Erstaunlicherweis hat bisher bundesweit kaum eine Werkstatt diesen externen Ausbildungsgang nachgeahmt. Sich auf externe Qualifizierung einzulassen, erfordert neue Fachkompetenzen, eine neue Ausrichtung der Fachkräfte in ihrer Tätigkeit als Arbeitsbegleiter und eine Umorganisation dieses Werkstattbereichs.

Auch in den Elbe-Werkstätten sind interner und externer Bereich nach Meinung von Mark Schänzer noch nicht optimal verzahnt. Die Fachkräfte und Arbeitsbegleiter, so lautet sein Eindruck, haben unterschiedliche Sichtweisen: "Fachkräfte haben nicht nur den Einzelnen im Auge sondern auch ihre Gruppe als Ganzes. Arbeitsbegleiter sind sehr individuell auf die Einzelperson ausgerichtet und müssen die Vorstellungen der Firmen, in denen die MitarbeiterInnen arbeiten, berücksichtigen.
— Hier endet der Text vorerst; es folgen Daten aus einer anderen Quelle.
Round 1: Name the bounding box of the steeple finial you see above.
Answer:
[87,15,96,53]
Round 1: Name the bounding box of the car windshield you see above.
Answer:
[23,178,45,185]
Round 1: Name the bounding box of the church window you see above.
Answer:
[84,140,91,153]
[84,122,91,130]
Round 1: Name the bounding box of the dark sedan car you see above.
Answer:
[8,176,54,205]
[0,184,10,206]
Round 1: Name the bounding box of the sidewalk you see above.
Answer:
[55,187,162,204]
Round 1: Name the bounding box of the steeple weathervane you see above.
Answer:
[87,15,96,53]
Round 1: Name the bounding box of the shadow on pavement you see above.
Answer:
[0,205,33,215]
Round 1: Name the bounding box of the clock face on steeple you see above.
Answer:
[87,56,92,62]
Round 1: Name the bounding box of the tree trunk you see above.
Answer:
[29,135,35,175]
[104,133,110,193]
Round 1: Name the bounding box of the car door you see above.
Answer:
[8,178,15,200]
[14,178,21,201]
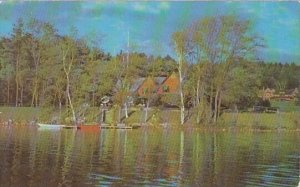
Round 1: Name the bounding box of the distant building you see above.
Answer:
[114,72,179,103]
[157,72,180,94]
[263,88,275,100]
[262,88,299,101]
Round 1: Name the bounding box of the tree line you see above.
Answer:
[0,16,300,124]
Hier fehlt noch ein stärkerer Austausch, die Information über den anderen Bereich und der Einblick in das Selbstverständnis für die jeweils andere Seite. Vielleicht sollte man mit Hospitationen im jeweils anderen Bereich ermöglichen."


Die Theorieblöcke

Zur externen Berufsbildung gehören zudem Theoriewochen, die für Werkstatten in der Regel ebenfalls nicht einfach zu organisieren sind. Bei den Elbe-Werkstätten übernimmt dies Marit Salvesen, die zuvor als Lehrkraft bei Chance 24 tätig war. Sie erläutert: "Die Gastronomie-Gruppe von Chance 24 bekommt die erforderliche Fachtheorie vermittelt, denn sie muss sich ja auf die Prüfungen vorbereiten. 4 mal 2 Wochen - aufs Jahr verteilt - sind die 10 Teilnehmer im Block-Unterricht. Ich teile mir die Anleitung mit den Arbeitsbegleiterinnen. Im externen Berufsbildungsbereich ist die fachliche Schulung aufgrund der Vielfalt so nicht mehr möglich. Hier legen wir Wert auf soziales Kompetenztraining und orientieren uns dabei sehr stark an den KUKUK-Materialien der Hamburger Arbeitsassistenz.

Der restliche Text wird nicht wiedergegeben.